航空写真できょうの主な立ち寄り箇所を確認して頂きたい。赤:燕沢遺跡、黄色:大拙庵、オレンジ線:松尾芭蕉が歩いたと見られる旧道。
※芭蕉のルートについてはきょうの近隣住民からの聞き込み調査を根拠とする。

現地に着いたが、史跡らしいもの(立て札、基礎の跡…)はなにもない。
おそらくあの右側の高圧鉄塔の手前らしいのだがはっきりしない。

 これは仙台市HPから引用した写真で以前のものである。掘立柱建物跡は僧坊とのことである。どうやら寺があったらしい。以下、仙台市HPより引用。
 
       燕沢遺跡(集落跡,生産遺跡,城館)
 七北田川の右岸、標高20~30mの河岸段丘上に立地、遺跡の広がりは東西430m、南北300m程の8.7haである。古瓦が出土することから、古代の官衙または寺院跡と考えられていたが、数次にわたる発掘調査の結果、縄文時代から平安時代までの各時代にわたる複合遺跡であることがわかった。
 
 発掘調査は、仙台市教育委員会により昭和56年(1981)から平成6年(1994)までの間に8回にわたって実施された。古墳時代の集落は、丘陵頂部から古墳時代前期塩竃式期の竪穴住居跡が4軒発見されている他、方形周溝墓とも見られる遺構も見つかっている。丘陵地における古墳時代集落の希少な例として重要である
 
 奈良・平安時代の遺構は掘立柱建物跡、竪穴住居跡、土坑、溝跡等が多数発見されているが、特に平安時代のものと考えられている掘立柱建物跡は東西7間以上、南北4間の東西に長い建物跡で、南と北の二面に庇をもち、身舎の内部には3間おきに柱穴があり、建物内部を区切っていたとみられる。この建物は寺院の僧房と考えられ、出土遺物から10世紀前半に取り壊されている。出土遺物も一般集落から出土するものとは明らかにことなり、寺院の存在を想定させる瓦類のほか、土師器、須恵器等の土器類も多い
 
 土器類の中には「宗」・「山部」・「讀院□」等の墨書のあるものや平安時代の土師器とともに「右 人□」と判読される漆紙文書も出土している。瓦の中には桶巻き作りの平瓦があり、飛鳥時代から奈良時代初期の瓦葺き建物の存在も想定されるうえ、平安時代には僧房をもつ寺院があったものと考えられ、全容は明らかではないものの古代の重要施設があった貴重な遺跡である。

3D立体航空写真(鳥瞰写真)で位置を確認して頂きたい。赤:平安時代に僧坊があったと思われる場所、オレンジ線:松尾芭蕉が歩いたと見られる道。ただし現在は国道4号線の所は切り土でえぐられており、芭蕉が歩いた時代は丘が続いていたと思われる。

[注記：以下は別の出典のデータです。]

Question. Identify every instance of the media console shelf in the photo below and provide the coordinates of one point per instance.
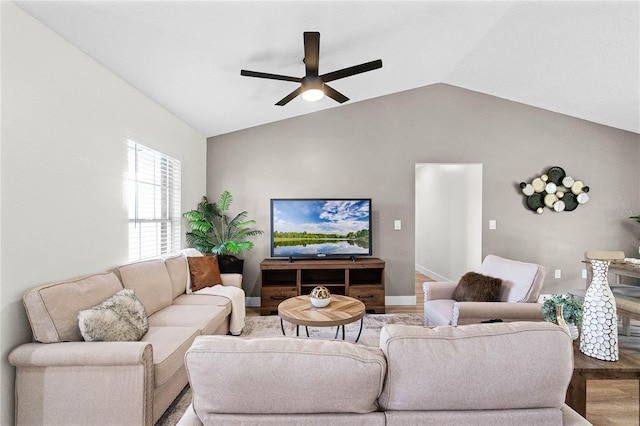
(362, 279)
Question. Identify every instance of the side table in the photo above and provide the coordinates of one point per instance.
(587, 368)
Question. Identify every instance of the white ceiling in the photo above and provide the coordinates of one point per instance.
(576, 58)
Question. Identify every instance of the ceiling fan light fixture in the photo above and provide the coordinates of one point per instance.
(312, 95)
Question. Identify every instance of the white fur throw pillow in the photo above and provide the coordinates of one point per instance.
(119, 318)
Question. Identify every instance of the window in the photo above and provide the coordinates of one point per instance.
(154, 203)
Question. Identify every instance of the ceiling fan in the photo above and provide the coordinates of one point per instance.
(313, 86)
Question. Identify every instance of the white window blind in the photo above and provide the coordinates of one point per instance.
(154, 203)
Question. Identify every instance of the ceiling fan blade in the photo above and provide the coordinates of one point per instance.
(311, 53)
(356, 69)
(334, 94)
(289, 97)
(269, 76)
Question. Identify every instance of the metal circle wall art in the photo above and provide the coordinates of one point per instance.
(555, 190)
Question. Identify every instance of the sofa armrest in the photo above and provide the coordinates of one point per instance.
(81, 354)
(234, 280)
(438, 290)
(114, 382)
(474, 312)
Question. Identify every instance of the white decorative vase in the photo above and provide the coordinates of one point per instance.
(599, 337)
(573, 330)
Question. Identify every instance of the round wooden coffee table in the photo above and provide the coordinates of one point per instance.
(340, 311)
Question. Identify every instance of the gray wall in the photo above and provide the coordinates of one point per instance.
(370, 148)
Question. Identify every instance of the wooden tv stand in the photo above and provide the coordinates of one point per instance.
(362, 279)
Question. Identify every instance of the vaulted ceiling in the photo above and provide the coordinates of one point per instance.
(576, 58)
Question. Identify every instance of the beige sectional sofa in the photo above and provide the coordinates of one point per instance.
(62, 379)
(481, 374)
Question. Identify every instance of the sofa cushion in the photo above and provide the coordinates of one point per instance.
(204, 272)
(423, 363)
(474, 287)
(206, 318)
(178, 269)
(438, 312)
(119, 318)
(295, 376)
(170, 344)
(202, 299)
(53, 308)
(521, 281)
(151, 282)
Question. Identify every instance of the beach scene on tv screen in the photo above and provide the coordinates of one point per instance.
(313, 227)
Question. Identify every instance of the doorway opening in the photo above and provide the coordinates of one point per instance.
(448, 219)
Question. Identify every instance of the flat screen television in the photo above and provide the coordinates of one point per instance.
(319, 228)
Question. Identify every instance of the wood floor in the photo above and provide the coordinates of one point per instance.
(609, 402)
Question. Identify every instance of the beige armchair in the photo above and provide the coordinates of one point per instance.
(521, 285)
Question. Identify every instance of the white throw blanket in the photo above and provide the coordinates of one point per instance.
(236, 295)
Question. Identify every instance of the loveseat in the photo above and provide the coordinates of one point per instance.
(63, 380)
(481, 374)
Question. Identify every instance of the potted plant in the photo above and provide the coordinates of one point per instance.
(571, 311)
(213, 231)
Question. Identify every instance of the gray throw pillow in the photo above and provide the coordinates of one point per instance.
(119, 318)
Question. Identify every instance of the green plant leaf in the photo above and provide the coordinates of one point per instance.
(225, 201)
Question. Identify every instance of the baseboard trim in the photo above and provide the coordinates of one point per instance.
(252, 302)
(431, 274)
(400, 300)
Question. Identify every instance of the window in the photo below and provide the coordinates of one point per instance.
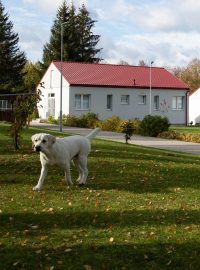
(156, 102)
(82, 102)
(51, 79)
(5, 105)
(109, 102)
(142, 99)
(177, 103)
(51, 95)
(51, 104)
(125, 99)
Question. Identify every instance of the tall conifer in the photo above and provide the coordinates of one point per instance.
(87, 39)
(79, 43)
(12, 60)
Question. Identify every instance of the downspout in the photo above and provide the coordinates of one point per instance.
(187, 107)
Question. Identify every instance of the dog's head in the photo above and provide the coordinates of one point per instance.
(42, 142)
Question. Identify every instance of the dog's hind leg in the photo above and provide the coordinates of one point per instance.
(44, 171)
(68, 178)
(80, 170)
(82, 163)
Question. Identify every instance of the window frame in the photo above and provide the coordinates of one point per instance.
(156, 102)
(82, 102)
(5, 105)
(109, 102)
(176, 103)
(142, 99)
(126, 100)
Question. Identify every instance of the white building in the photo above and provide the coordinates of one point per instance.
(194, 107)
(125, 91)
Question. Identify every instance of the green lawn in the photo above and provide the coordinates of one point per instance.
(140, 210)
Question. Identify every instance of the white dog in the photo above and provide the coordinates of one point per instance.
(61, 151)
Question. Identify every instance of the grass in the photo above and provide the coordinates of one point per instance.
(140, 210)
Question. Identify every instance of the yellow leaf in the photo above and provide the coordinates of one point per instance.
(111, 239)
(88, 267)
(43, 237)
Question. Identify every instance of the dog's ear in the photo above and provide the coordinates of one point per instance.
(51, 139)
(33, 137)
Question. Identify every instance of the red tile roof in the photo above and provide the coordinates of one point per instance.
(106, 75)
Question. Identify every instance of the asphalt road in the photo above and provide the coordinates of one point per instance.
(173, 145)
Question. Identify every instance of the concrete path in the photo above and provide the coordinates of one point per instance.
(173, 145)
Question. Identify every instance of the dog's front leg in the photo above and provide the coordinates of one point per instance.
(44, 171)
(68, 178)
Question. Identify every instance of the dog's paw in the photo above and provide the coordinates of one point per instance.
(81, 184)
(36, 188)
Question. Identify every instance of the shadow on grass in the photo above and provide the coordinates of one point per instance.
(103, 257)
(99, 219)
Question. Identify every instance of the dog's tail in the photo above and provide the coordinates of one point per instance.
(93, 133)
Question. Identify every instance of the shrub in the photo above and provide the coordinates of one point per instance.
(127, 128)
(69, 120)
(136, 124)
(52, 120)
(111, 124)
(171, 134)
(88, 120)
(153, 125)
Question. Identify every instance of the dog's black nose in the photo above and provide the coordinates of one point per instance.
(38, 148)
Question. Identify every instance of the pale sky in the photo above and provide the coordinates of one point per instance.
(164, 31)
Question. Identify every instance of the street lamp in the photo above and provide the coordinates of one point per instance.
(150, 82)
(61, 77)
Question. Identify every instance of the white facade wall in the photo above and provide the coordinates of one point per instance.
(133, 109)
(51, 81)
(194, 107)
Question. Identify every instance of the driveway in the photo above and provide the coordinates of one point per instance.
(174, 145)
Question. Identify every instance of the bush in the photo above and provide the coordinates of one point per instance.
(88, 120)
(154, 125)
(136, 124)
(111, 124)
(187, 137)
(52, 120)
(127, 128)
(69, 120)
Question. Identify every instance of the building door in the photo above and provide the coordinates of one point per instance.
(51, 105)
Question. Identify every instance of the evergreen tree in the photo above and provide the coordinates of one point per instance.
(87, 43)
(12, 61)
(52, 50)
(78, 40)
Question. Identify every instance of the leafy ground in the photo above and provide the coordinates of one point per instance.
(140, 210)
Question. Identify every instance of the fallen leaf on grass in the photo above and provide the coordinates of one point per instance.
(43, 237)
(16, 263)
(111, 239)
(87, 267)
(34, 227)
(68, 250)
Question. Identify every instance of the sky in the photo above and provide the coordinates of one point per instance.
(166, 32)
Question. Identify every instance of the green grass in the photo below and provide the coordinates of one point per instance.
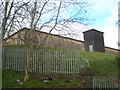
(10, 77)
(103, 64)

説明書きなど、裏付けするものがなにもないため、不安になった私は左端の農作業をしているかたに聞き取り調査を試みた。
 
ミック
「お忙しいところ、失礼します。この辺に遺跡があったと聞いたのですが…」
 
付近の住民らしきかた
「ああ、その遺跡ならだいぶ前に発掘調査されて今は何の跡かたもなくなっているよ。」
 
ミック
「…、その遺跡の範囲はかなり広かったのでしょうか?」
 
付近の住民らしきかた
「昭和から平成にかけて十数年かかっらかなり長い調査だった。それによるとこの辺一帯が大規模な史跡ということがわかったらしいね。」

仙台市HPの写真から判断すると、このネギ畑の辺りにちょうど僧坊があったらしい。

ナビで見るとこの黄色で囲まれた辺りになる。

高圧鉄塔の位置から僧坊の位置を推定してみた。ほぼこの辺りではないだろうか?

別なかたからの聞き取りにより、芭蕉が置くの細道で歩いたとされる旧道に行ってみた。これは東側のビューである。正面から橋を渡った車が来ているが仙台バイパスが開通する以前はここはえぐられてなく、なだらかな下り坂だったのではないだろうか?

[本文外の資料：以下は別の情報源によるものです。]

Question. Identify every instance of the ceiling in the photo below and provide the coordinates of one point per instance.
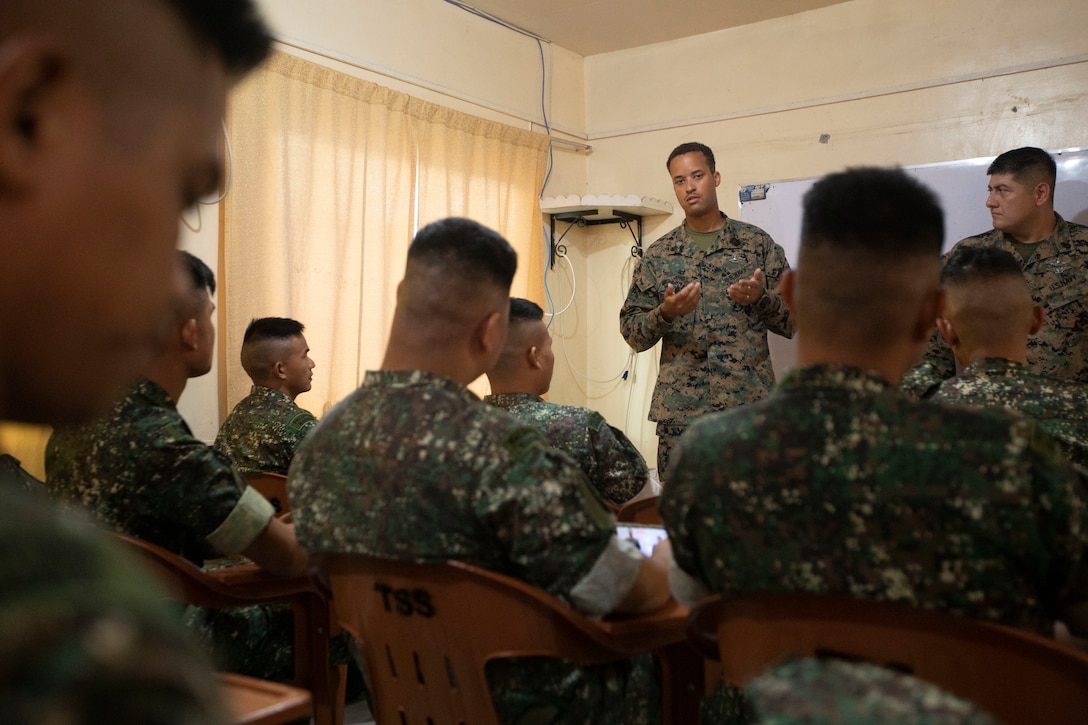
(589, 27)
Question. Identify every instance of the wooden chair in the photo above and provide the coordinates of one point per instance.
(427, 631)
(1015, 675)
(272, 487)
(640, 511)
(238, 586)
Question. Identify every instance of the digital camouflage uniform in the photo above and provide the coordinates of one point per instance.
(716, 357)
(1060, 407)
(416, 467)
(1056, 278)
(263, 431)
(614, 466)
(140, 471)
(84, 636)
(841, 483)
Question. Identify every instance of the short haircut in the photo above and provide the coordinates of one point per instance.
(876, 211)
(692, 147)
(232, 28)
(466, 249)
(979, 263)
(1026, 164)
(524, 310)
(272, 328)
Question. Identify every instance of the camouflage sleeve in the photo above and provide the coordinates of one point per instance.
(640, 319)
(620, 471)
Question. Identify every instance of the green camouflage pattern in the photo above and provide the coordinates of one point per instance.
(840, 483)
(716, 357)
(838, 692)
(263, 431)
(86, 637)
(1055, 275)
(1059, 407)
(610, 461)
(416, 467)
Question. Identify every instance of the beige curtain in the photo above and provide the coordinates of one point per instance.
(324, 203)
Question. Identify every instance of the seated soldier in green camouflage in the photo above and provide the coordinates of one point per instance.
(267, 427)
(523, 373)
(412, 466)
(841, 483)
(986, 319)
(140, 471)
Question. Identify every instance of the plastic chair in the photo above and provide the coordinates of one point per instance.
(272, 487)
(427, 631)
(243, 585)
(1015, 675)
(640, 511)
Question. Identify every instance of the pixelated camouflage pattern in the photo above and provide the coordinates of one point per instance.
(717, 356)
(838, 692)
(840, 483)
(416, 467)
(85, 637)
(1055, 275)
(1060, 407)
(614, 466)
(263, 431)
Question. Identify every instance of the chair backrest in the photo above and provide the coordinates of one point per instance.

今度は西側見てみた。残念ながら往時を偲ぶもの(石碑、説明書き)はなにもなかった。教育委員会としてははっきりとした根拠のないものは出せないといった感じなのかも知れない。

今度はルートを変え僧坊をかすめて南側に出てみた。付近住民のかたへの聞き取り調査によるとこの辺りが平安時代の寺の参道入口ではなかったのか?とのことだった。

      住民からの情報を基に、この後西に1キロほど離れた尼坂に行ってみた。

平将門の妹がこの地に逃げのび、仏門に入ったとされる。歴史の事象を偲ぶ時、多くはロマンを伴うものだが、この丘(坂道)も例外ではなかった。彼女がここで道行く人に甘酒を売って後にこの地の名物となったというのは非常に興味深いことである。

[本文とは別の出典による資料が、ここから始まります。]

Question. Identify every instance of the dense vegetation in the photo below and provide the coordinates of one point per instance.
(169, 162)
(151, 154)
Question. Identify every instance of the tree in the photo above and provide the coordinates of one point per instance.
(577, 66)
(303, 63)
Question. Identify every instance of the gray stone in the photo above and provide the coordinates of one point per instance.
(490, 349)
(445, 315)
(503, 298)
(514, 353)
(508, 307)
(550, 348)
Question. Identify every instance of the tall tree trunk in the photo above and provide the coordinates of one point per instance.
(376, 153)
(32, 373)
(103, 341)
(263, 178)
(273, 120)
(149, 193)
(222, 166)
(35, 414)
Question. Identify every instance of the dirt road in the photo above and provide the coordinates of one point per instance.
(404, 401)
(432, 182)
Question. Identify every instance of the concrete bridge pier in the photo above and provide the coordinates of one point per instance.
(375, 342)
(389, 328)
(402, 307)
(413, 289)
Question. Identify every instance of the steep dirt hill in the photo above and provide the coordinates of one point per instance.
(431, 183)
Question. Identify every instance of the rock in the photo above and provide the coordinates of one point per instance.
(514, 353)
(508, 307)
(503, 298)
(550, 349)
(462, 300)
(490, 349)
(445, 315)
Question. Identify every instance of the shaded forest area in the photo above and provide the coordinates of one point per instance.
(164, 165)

 この後、西に数百メートル離れた大拙庵に行ってみた。私は住宅地に囲まれながら外界とはまったく異なる異次元の雰囲気を醸しだす空間に引き込まれた。当初茶室?と思われたこの建物は実は後で調べたら如来教の寺院とのことだった。大拙庵ではインターネットではほとんどヒットしないため如来教について調べてみた。
 
 如来教:尾張国熱田(現名古屋市)の農民出身の教祖一尊如来きの(1756-1826)が、1802年開教した民間宗教の一派。原罪意識、来世主義を中心とする。修行として座禅を重視することから明治以降曹洞宗に属したが、1946年(昭和21)独立。教祖の説教を集めた「お経様」を根本教典とする。

                  まとめ
私は燕沢遺跡に思いを馳せた。縄文から平安…、これは数千年という膨大な年月になる。
私はこの壮大な時の流れに度肝を抜かれるとともに、時を隔てた古代人の大いなるロマンを感じた。昨今思うのだが、郷土史探訪は単発から複合になると様々な結びつきが生まれて興味が相乗的に増していく。これを改めて再認識したきょうの史跡探索であった。